What I find most frustrating about this series is its middling sensibilities. It doesn't have enough balls to do a Dada approach and let the situations grow to absurdist proportions like, say, The Young Ones. But it lacks subtlety and depth of character to become a show where you honestly care about what's happening to any of the characters either, such as (to be cliche) The Office. Just when the show looks like it is about to really skewer a target it pulls back and relies upon something safe and easy to digest. For example, the boss character (who's so remarkable I can't recall his name or title) has all the makings of a tyrannical dictator, demanding more and more unreasonable tasks from his crew. Instead he begins to demand these things and then pulls back and threatens to fire everyone. Far too simple a punishment if he's going to make demand such as "you can't have any stress." The show needs to actually follow through on what it begins before it will make any progress.

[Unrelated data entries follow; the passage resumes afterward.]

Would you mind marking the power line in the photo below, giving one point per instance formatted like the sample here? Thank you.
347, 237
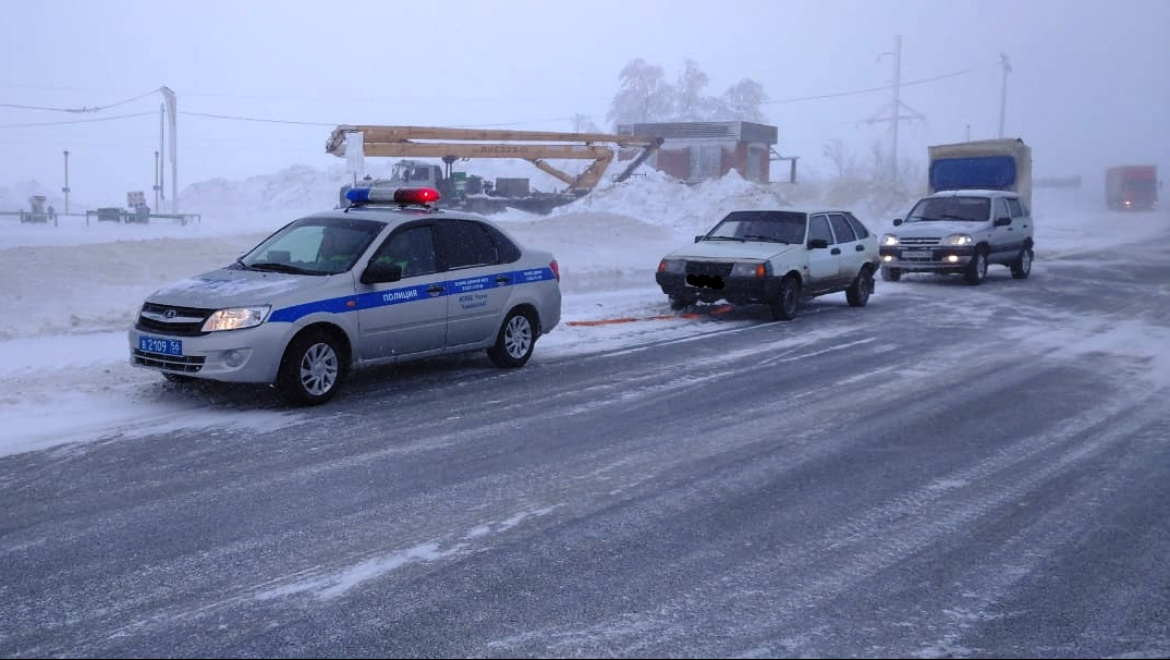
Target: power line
74, 121
873, 89
82, 109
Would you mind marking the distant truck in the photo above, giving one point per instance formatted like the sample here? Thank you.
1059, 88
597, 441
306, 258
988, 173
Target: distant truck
1002, 164
1131, 187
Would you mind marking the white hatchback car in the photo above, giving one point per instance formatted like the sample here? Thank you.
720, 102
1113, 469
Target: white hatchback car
378, 281
775, 258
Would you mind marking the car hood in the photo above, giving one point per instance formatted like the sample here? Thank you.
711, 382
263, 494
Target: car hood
938, 228
723, 251
218, 289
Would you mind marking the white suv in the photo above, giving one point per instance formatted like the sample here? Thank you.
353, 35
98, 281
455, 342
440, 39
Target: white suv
775, 258
961, 232
373, 282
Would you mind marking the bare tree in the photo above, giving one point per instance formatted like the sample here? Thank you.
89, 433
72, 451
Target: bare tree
645, 95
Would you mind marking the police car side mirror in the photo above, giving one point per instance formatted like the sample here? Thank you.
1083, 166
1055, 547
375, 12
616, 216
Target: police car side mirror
382, 273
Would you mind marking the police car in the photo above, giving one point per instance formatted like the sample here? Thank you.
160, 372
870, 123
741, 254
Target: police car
389, 277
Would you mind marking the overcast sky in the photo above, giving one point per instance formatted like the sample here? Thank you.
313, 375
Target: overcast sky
1089, 84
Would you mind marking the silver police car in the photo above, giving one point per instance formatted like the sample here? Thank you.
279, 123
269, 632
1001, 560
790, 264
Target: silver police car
390, 277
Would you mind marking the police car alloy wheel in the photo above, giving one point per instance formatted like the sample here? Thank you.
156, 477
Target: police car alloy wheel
515, 343
311, 370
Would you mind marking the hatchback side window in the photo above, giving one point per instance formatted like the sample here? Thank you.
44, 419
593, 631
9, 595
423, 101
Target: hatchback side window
818, 228
468, 245
841, 228
413, 249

I'm going to watch the full first series this week or next (I actually do have some packing, travelling and editing to attend to this week) but I'm frankly not expecting much from such a highly touted series. Thus far still unimpressed.

Sunday, April 12, 2009

Yo ho ho, I TV critic am I part 2

The IT Crowd (

I also caught this pilot episode this weekend on Netflix. I had high hopes for it as it has been talked up for a while by friends of mine, has won an International Emmy for best sitcom and co-stars Richard Ayoade of Garth Marenghi's Darkplace and The Mighty Boosh fame. Those hopes were dashed by the end of the first ten minutes. The pilot episode of the first series was dreadfully corny, relying on the worst and broadest of 'IT tech are nerds' stereotypes as jokes and possibly the laziest and most grating application of a laugh track I have ever seen in a comedy series. Well, a British comedy series.
None of the characters are worth recalling anything about. Ayoade plays Maurice Moss, the Revenge of the Nerds style character with thick glasses, fuzzy hair and naivete so thick you can cut it with a knife. He gets very few lines of note, mostly just acting as though he doesn't understand what's going on around him. Chris O'Dowd's Roy is the other kind of geek showcased by this series, the smelly comic book dork with poor social skills and a chip on his shoulder. His dialogue is also quite cliched and trite. He is confrontational where Maurice was clueless. Their inept boss, Jen Barber, is played by Katherine Parkinson. The show begins with her being assigned to run IT by her own clueless and arrogant superior. In an ironic twist (yes, seriously) she knows nothing of computers. Hilarity. A series of sub-Three's Company attempts at sabotage and undermining the boss ensues until Barber's big secret is revealed. Roy attempts to rat her out to her own boss until it is established that everyone on a team will be fired if the team doesn't work together. Yes, that broadly is the manager character written. He's like something from a Monty Python sketch but lacking the depth and likely expected to recur. Eventually all agree it would be in their best interest to stop screwing one another over and work together.

I'm mildly interested to see where the series goes from the dull and clumsy set up. Now they are allies but what does this mean to them? Will they keep attempting to one up one another in a power struggle but with the subtlety not to get then entire dept fired? I am not in the least interested in a single of the only four characters from the pilot but the series began in 2006 and won the Emmy in 2008 so there must be some growth in between here and there. Given the nature of the comedy in the show this could be simply painful to sit through as well. I was hoping for another series on par with Garth Merenghi or Black Books but the pilot was all too much like the fake show "When the Whistle Blows" from Ricky Gervais' Extras.